WEEK 3 (First Meeting)


LESSON MANUSCRIPT

Definition of Forensic Chemistry


Forensic chemistry is defined as that branch of chemistry
which deals with the application of chemical principles in
the solution of problems that arise in connection with the
administration of justice. It is chemistry applied in the
elucidation of legal problems.
Is a branch of chemistry that deals with the application of
chemical knowledge and principles in the solution of legal
problems in connection with the administration of justice.
It is an interdisciplinary field of Chemistry tasked to solve
cases that can only be explained or resolved by applying
analytical method of investigation and instrumentation with
chemistry as the main core of discussion.
Practice of Forensic Chemistry in the Philippines
In August 1937, the Manila Police Department
appointed Miss Marcelina Villanos as Detective-Chemist
detailed at Department of Legal Medicine of University of
the Philippines. She performs laboratory examinations for
both Manila Police Department and Department of
Justice.
In December 1937, by virtue of Commonwealth Act
181, the Division of Investigation, now known as the
National Bureau of Investigation were created with
medico-legal section they employed two medico-legal
officers and a chemist.
In October 1939, Philippine Constabulary established
its own Medico- legal Section with Chemistry Laboratory
for the purpose of assisting criminal investigation in their
own jurisdiction.
Scope of Forensic Chemistry
Forensic chemistry gains its recognition as the central
discipline in understanding other branches of criminalistics
forensic ballistics, questioned documents, such medicines,
forensic serology, dactyloscopy, forensic photography,
trace analysis and forensic DNA.
The following are the major scope of Forensic chemistry
and physical identification
1. Dangerous drugs
2. Explosives examination
3.Gunshot residue (paraffin casting, distance
determination and firearms examination)
4. Forensic Toxicology
5. Blood Alcohol and drug test
6. Examination of fake products for unfair trade
competition
7. Arson investigation
8. Number restoration (macro etching)
9. Bullet trajectory
10. Ultraviolet examination
11. Tool marks and other marks
12. Blood and other body fluids
13. Trace evidence
Generally, this subject aims to describe the different
practices of criminalistic based on chemical principles
involved in the examination of physical evidences.
Six Golden Rules in the Practice of Forensic
Chemistry
1. Go slowly.
Good work cannot be hurried, therefore, take all the
time necessary to make the case complete no matter how
urgent it may appear.
2. Be thorough.
Make careful and minute examination of everything and
do not be satisfied with a qualitative analysis if a
quantitative one is possible.
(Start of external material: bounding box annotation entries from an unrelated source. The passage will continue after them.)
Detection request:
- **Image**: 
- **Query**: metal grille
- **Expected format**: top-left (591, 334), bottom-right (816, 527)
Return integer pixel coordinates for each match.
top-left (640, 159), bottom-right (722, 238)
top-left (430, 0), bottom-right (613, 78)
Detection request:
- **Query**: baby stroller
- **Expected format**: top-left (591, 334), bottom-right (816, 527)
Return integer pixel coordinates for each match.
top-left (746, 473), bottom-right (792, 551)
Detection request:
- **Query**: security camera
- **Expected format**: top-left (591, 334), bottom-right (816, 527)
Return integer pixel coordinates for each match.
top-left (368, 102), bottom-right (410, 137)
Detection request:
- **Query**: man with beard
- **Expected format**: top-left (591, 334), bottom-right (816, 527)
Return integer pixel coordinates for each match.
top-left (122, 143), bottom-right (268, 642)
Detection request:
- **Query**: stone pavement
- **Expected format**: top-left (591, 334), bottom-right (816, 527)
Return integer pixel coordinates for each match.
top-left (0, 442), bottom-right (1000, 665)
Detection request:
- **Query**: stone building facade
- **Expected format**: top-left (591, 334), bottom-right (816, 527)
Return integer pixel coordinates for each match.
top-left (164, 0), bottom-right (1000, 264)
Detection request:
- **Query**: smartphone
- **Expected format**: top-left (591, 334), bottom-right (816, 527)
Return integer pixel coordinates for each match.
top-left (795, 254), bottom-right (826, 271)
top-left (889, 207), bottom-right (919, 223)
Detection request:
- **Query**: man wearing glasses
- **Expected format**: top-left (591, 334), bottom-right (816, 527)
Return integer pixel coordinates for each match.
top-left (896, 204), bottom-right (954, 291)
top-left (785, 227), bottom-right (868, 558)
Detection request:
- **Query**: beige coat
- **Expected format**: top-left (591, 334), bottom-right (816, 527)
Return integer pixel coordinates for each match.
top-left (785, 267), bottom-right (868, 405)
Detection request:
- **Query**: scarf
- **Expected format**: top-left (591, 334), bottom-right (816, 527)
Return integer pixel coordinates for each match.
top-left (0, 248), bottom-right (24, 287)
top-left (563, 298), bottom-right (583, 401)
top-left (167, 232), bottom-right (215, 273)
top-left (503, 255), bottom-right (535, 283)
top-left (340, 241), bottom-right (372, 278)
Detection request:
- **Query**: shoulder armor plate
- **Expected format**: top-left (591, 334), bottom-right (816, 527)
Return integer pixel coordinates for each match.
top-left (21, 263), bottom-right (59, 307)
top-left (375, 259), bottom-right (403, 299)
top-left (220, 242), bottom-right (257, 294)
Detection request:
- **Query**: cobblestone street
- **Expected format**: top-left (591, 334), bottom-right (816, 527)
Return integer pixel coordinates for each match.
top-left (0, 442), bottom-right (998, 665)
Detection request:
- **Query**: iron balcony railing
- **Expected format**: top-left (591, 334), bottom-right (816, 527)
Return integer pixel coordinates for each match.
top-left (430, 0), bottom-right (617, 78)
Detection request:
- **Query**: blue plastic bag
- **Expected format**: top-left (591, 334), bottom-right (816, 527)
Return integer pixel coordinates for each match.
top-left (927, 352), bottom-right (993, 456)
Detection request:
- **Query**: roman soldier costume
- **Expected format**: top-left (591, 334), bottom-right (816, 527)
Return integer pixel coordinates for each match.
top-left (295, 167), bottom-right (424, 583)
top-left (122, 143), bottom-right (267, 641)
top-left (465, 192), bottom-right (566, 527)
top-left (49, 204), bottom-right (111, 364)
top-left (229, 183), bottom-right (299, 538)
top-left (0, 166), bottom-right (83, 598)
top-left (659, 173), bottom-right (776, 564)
It always pays to do too
much rather than too little and it is difficult to foresee what
will or will not be required in court.
3. Take notes.
Keep a full neat and clean record of everything seen
and done.
4. Consult others.
Many cases will lead the expert into paths with which
he is not familiar and when this happens he should consult
those who know better.
5. Use imagination.
An expert with a wide and uncontrollable imagination is
considered as the most dangerous creature. Though his
being imaginative is sometimes useful, an expert witness
does not have to be solely imaginative but he has to be
skilled in the field of Forensic Science. He must bear
witness within the limits of science.
6. Avoid complicated theories.
The simplest explanation is fundamentally the right
one. Interpretation of results is often the most difficult part
of the expert’s task that is why a wide knowledge and
scientific experience are the essential elements to obtain
the right forensic examination results.
WEEK 3 (Second meeting)
PRACTICE OF FORENSIC CHEMISTRY – The work
of forensic chemist is divided into four stages, namely (1)
collection or reception of the specimen to be
examined; (2) the actual examination; (3) the
communication of results of the examination; and (4)
court appearance.
I. Collection or reception of the specimen to be
examined.
It is most important that whenever possible the chemist
should personally collect all the specimens necessary for
the examination. Unless this is done, something essential
to the elucidation of the problem may be omitted and in
some cases questions regarding the collection and transit
of the specimen are raised during trial. Furthermore, the
collection, preservation, and transportation of specimens
are very essential in the investigation of a crime. If the
chemist will not personally collect the specimen it is
possible that the articles may be taken, handled, or
packed in such way as to render them almost useless for
purposes of examination. Sometimes it is necessary that
the chemist who examines the specimen should know not
only the condition but even the precise position in which
the object was found and this can only be done if he is
called at the commencement of the investigation and
before anything is removed or disturbed. The chemist who
is assigned to assist in the investigation of a crime should
go to the scene of the crime, make a detailed examination,
take notes and measurements, make sketches if
necessary and if possible, take a photograph of the place.
He should equip himself with all necessary containers for
the collection of specimens for laboratory examination.
This, is not always practicable and, even when practicable,
the necessity is not appreciated. The expert must
therefore depend upon the intelligent assistance of the
investigators who must, in the performance of this delicate
task, be guided by the following principles:
a)SUFFICIENCY OF SAMPLES: Police are usually
incline to be niggardly in taking samples probably
because they have an unqualified belief in the magic
of such analytical instruments as the microscope and
spectrograph. This mistake should be avoided. If an
error is to be committed, let in the side of generosity.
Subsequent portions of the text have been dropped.